Recognising this potential gap, the CIPD is actively advocating for government intervention. The organisation is urging the government to ensure that SMEs have access to clear, accessible information and practical guidance. Furthermore, they are calling for targeted support mechanisms to help these businesses effectively comply with the new legislative framework. The successful implementation of the Employment Rights Act hinges not only on the clarity of the legislation but also on the capacity of all businesses, particularly the smallest, to understand and adhere to its requirements.

Pay Expectations Stabilise at 3%, But Real Wages Face Erosion

Median expected basic pay increases for the next 12 months have remained static at 3 percent for an eighth consecutive quarter. This consistent pay award expectation, while indicative of a degree of predictability, is set against a backdrop of anticipated rising inflation. Consequently, many employees are likely to experience a decline in their real wages, meaning their earnings will not keep pace with the rising cost of living.

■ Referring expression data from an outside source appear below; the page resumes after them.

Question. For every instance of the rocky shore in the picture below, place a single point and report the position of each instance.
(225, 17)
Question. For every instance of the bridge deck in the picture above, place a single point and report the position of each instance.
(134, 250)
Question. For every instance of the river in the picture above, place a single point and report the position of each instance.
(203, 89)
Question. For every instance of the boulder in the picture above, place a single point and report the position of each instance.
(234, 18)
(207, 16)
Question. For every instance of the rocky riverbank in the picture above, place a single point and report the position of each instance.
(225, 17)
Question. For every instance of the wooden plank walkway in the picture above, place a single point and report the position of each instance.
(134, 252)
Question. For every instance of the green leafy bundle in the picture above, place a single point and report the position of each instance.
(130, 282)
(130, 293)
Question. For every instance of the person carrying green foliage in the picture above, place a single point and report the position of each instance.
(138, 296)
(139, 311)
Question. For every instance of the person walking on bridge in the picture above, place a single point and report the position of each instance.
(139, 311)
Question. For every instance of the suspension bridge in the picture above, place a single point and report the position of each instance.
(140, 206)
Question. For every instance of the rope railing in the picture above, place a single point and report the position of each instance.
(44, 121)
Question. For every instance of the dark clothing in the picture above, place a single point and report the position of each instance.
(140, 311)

Although the median pay award has held steady for two years, a discernible narrowing has occurred in the distribution of planned pay increases. The majority of planned awards are now clustered around the 3 percent mark. The proportion of organisations anticipating awards between 3 percent and 3.99 percent has surged from 25 percent to 40 percent. Conversely, fewer employers are planning to implement increases of 5 percent or more, with this figure declining from 24 percent to 15 percent. Similarly, the number of employers planning increases below 3 percent has also diminished.

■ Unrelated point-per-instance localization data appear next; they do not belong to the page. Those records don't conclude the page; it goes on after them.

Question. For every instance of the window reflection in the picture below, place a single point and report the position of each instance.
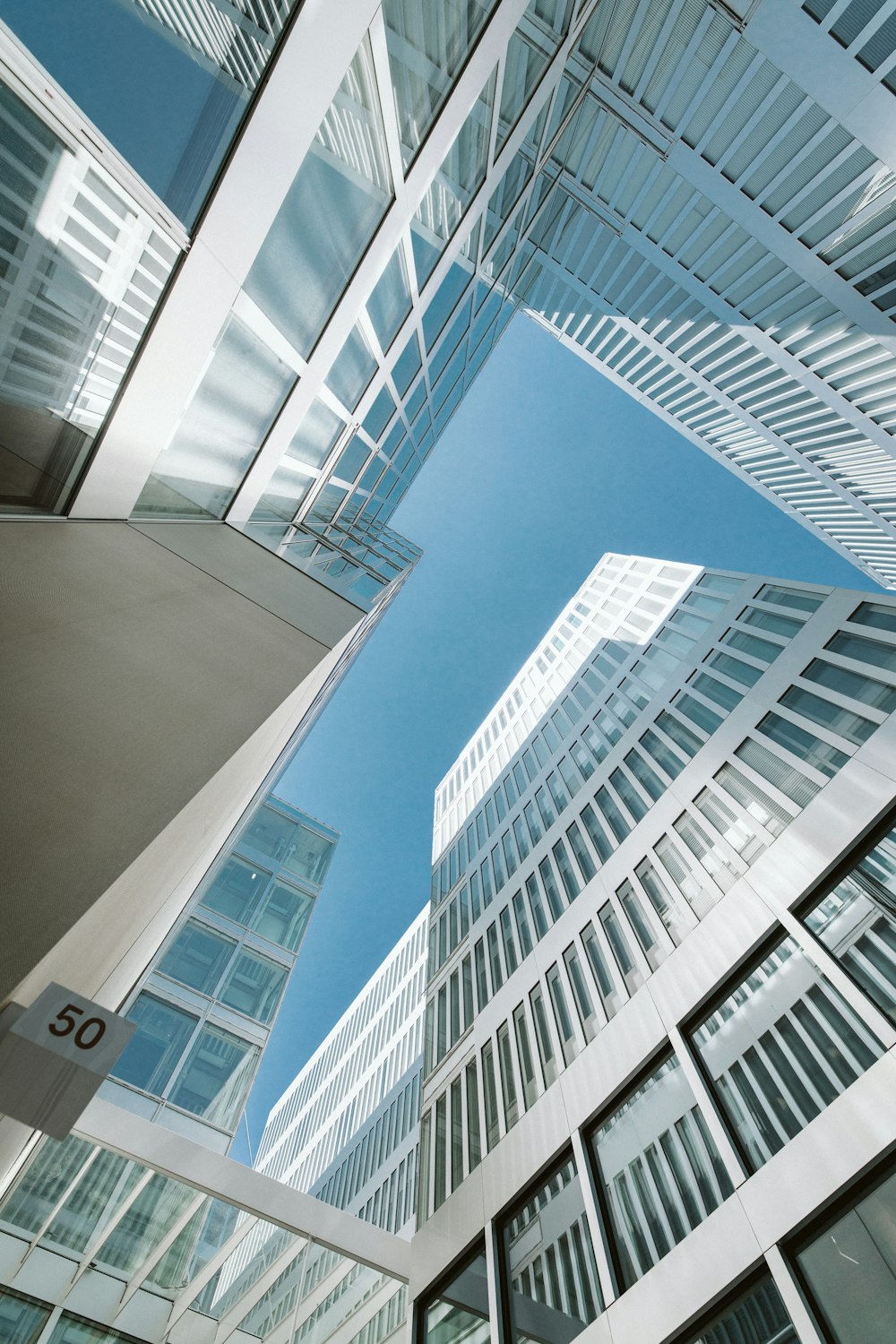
(332, 210)
(427, 48)
(153, 1053)
(756, 1317)
(83, 268)
(215, 1078)
(857, 924)
(548, 1261)
(850, 1271)
(233, 409)
(659, 1169)
(175, 82)
(21, 1317)
(780, 1048)
(460, 1309)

This trend suggests that while employers may be facing less intense pressure to compete on pay in the current economic climate, they are nevertheless mindful of the ongoing cost-of-living pressures impacting their workforce. The consistent 3 percent award can be interpreted as an attempt to provide some measure of relief without unduly burdening businesses with escalating labour costs. However, the impact on employees will be dependent on the actual rate of inflation, which, if it exceeds the pay awards, will inevitably lead to a reduction in purchasing power.

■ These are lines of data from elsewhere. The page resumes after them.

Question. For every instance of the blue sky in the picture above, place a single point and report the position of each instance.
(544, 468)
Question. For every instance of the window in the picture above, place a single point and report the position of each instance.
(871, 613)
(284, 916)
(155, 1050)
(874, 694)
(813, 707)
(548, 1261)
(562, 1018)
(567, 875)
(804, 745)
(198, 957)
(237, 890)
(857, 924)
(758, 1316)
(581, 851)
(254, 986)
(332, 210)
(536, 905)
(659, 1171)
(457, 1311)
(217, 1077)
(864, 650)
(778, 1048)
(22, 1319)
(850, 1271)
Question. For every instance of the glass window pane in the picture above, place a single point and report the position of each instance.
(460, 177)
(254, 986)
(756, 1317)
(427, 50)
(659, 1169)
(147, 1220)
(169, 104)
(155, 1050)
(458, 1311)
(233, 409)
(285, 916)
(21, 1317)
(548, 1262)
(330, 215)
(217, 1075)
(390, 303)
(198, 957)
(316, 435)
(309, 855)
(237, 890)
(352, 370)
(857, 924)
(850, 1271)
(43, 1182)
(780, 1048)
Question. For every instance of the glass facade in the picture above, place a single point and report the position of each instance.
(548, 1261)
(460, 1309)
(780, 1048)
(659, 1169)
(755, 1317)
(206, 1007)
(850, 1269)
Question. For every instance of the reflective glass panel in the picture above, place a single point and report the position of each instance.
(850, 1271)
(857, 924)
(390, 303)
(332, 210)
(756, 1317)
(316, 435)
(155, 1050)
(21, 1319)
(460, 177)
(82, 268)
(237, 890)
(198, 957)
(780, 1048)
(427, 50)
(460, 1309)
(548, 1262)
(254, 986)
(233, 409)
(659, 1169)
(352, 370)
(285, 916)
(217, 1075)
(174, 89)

Recruitment Pressures Ease, Yet Skills Gaps Persist

A positive development highlighted in the report is the easing of recruitment pressures. Fewer employers anticipate significant difficulties in filling vacancies over the next six months. Approximately one in eight employers (12 percent) now expect substantial challenges in recruitment, a decrease from 15 percent recorded a year ago. This suggests a potentially more favourable labour market for employers, with a larger pool of available talent.

However, the issue of skills shortages remains a persistent challenge across the UK economy. A significant one-third of employers (33 percent) still report having hard-to-fill roles. This persistent skills mismatch indicates that while the overall availability of candidates may be improving, there is a continued deficit in the specific skills and expertise required by many businesses. Addressing these skills gaps will be crucial for future economic growth and productivity, requiring concerted efforts in education, training, and reskilling initiatives. The ongoing dichotomy between the availability of labour and the availability of qualified labour presents a complex challenge that requires strategic, long-term solutions. The CIPD’s analysis implies that while businesses are focused on immediate cost management, the underlying structural issue of skills shortages will demand attention if the UK economy is to achieve sustained and inclusive growth in the coming years.